As such, we have a chain abstracted ZKP infrastructure built on ICP.
zCloak Network has only been experimenting building things in ICP for a few months and we are very happy with the results so far. Next up, we will polish the ZKP canister to make it robust and at the same time to use it for our privacy-preserving DID platform.
You can try the game here, and we’d appreciate it if you can like or repost our tweet
This is awesome! Can you roughly compare the cost of verifying on Arbitrum against verifying on ICP + signing + sending + eval on Arbitrum?
Thank you @domwoe! We can do a quick breakdown of cost.
If you want to do STARK proof verification in Ethereum or any L2 chain, the main cost would be the call data of your transaction. The average STARK proof we use is around 200KB. You simply cannot send it to the verifier smart contract in one transaction because there is a size limit of call data (around 90KB) in EVM chains. One hack is to split the proof in several transactions and you can put them together later on. But still, you need to pay for the 200KB call data fee in ETH, even you do it in an L2 as they use Ethereum as the DA layer. So basically the cost for one STARK proof verification is several hundred to even a thousand USD, depending on the gas price.
In ICP, the verification itself costs almost nothing. And we just throw the STARK proof away after the verification as there is no need to store the proof data once it gets verified. The generation of the tECDSA will cost about 0.01 USD. Writing the proof result to e.g. Arbitrum will cost 0.02 - 0.2 USD depending on the gas price.
In conclusion, for a direct STARK proof verification, on average, the ICP approach costs like 10 cents. But if you do it using Ethereum/L2, it will cost hundreds of USD. So we can say that ICP gives us several thousand times fee reduction.

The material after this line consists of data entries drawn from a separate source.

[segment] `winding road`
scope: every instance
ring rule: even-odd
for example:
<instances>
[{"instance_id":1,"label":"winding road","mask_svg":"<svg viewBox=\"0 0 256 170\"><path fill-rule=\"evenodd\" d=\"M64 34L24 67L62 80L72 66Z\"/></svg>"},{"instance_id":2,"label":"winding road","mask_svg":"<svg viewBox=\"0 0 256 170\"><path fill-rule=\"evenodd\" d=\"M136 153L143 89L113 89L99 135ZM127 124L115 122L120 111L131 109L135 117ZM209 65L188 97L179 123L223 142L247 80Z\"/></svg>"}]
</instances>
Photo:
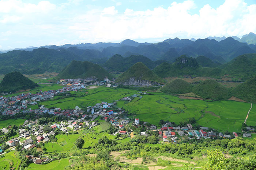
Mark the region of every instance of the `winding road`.
<instances>
[{"instance_id":1,"label":"winding road","mask_svg":"<svg viewBox=\"0 0 256 170\"><path fill-rule=\"evenodd\" d=\"M247 120L247 118L248 118L248 116L249 115L249 113L250 113L250 112L251 111L251 110L252 110L252 103L251 103L251 108L250 108L250 110L249 110L249 111L248 111L248 113L247 113L247 115L246 116L246 118L245 118L245 120L244 120L244 123L245 123L246 122L246 120Z\"/></svg>"}]
</instances>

Wow. So what you seem to be telling us is that the Internet Computer is a thousand times more cost efficient as Zero Knowledge Proof execution platform than Ethereum and it’s L2 chains. More importantly, anyone could run a thousand more proofs per dollar on the IC with cross-chain or off-chain ZKP signature verification thrown in using http out calls and EVM integrations?
What about the runtime efficiency? How many orders of magnitude faster could an IC canister execute process ZKP verifications c.f. Ethereum?